The simplest passable auth is a header check:

from fastapi import Request

API_TOKEN = os.environ["LOCAL_WHISPER_TOKEN"]

@app.middleware("http")
async def require_token(request: Request, call_next):
    if request.url.path.startswith("/v1/"):
        header = request.headers.get("authorization", "")
        if header != f"Bearer {API_TOKEN}":
            return JSONResponse({"error": "unauthorized"}, status_code=401)
    return await call_next(request)

Better still: keep the shim on localhost and put it behind something that already does auth (Authentik, a Cloudflare Access policy, whatever you already trust). I run mine behind a Cloudflare Tunnel with an Access policy that lets exactly one device through. Less code, more sleep.

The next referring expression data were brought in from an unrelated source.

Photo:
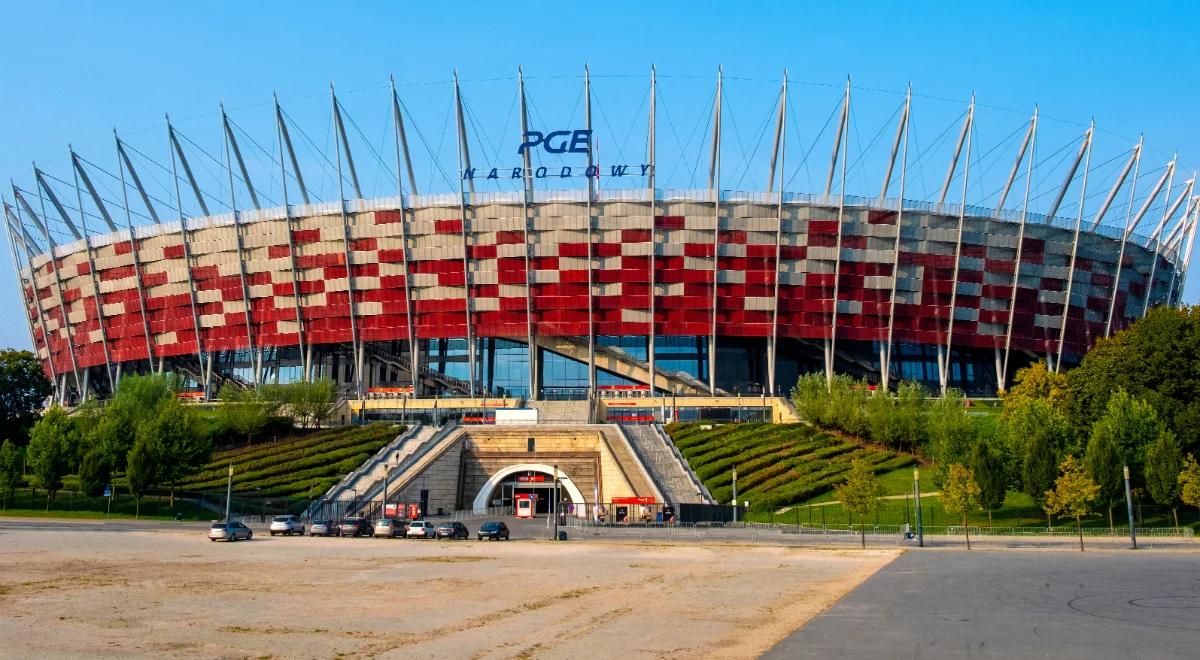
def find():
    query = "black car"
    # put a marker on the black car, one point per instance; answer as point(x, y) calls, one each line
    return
point(354, 526)
point(493, 531)
point(451, 531)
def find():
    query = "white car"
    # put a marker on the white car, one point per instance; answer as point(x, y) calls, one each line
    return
point(420, 529)
point(287, 525)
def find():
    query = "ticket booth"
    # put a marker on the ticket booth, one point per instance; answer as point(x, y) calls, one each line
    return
point(526, 504)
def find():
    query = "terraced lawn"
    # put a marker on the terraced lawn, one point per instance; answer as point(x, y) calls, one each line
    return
point(304, 466)
point(778, 465)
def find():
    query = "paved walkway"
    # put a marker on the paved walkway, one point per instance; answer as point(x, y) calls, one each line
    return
point(1062, 605)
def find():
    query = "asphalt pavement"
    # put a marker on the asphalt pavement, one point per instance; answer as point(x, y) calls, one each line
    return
point(1063, 605)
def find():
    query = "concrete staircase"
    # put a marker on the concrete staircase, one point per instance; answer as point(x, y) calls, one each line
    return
point(561, 412)
point(675, 479)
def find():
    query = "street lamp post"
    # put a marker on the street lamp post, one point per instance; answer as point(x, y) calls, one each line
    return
point(1133, 534)
point(916, 487)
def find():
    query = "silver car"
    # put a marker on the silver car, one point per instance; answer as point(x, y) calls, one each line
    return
point(229, 532)
point(420, 529)
point(287, 525)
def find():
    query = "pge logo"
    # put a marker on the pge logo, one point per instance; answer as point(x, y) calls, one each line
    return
point(558, 142)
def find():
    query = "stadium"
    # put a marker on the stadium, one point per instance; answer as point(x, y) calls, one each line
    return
point(549, 269)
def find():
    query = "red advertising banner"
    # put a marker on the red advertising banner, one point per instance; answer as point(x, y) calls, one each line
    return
point(633, 501)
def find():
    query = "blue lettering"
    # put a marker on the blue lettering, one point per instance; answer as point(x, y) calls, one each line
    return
point(532, 138)
point(562, 147)
point(581, 141)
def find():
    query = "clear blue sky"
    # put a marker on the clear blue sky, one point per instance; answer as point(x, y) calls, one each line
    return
point(71, 72)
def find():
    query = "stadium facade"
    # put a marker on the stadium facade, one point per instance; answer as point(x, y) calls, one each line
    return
point(547, 293)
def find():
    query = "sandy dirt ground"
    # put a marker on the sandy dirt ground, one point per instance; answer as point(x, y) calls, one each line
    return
point(87, 591)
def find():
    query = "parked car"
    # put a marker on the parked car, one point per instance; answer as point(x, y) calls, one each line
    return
point(493, 531)
point(354, 526)
point(451, 531)
point(420, 529)
point(287, 525)
point(229, 532)
point(388, 528)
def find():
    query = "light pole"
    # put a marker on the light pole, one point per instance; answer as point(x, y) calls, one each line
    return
point(1133, 534)
point(916, 489)
point(228, 492)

What this is, in fifty lines

It’s a translation layer, nothing more. The model is the same whisper-large-v3 the rest of my stack was already using. The pipeline is the same. The only thing that changed is the contract — the endpoint path, the field names, the optional parameters, the response shape — to look exactly like the one that already won.

The lesson, broadly: when a tool you like assumes an API shape, don’t argue with the tool. Speak its dialect, especially when the cost of speaking its dialect is a handful of fields and a response_format switch. You’ll spend the time you save on things that aren’t string-renaming.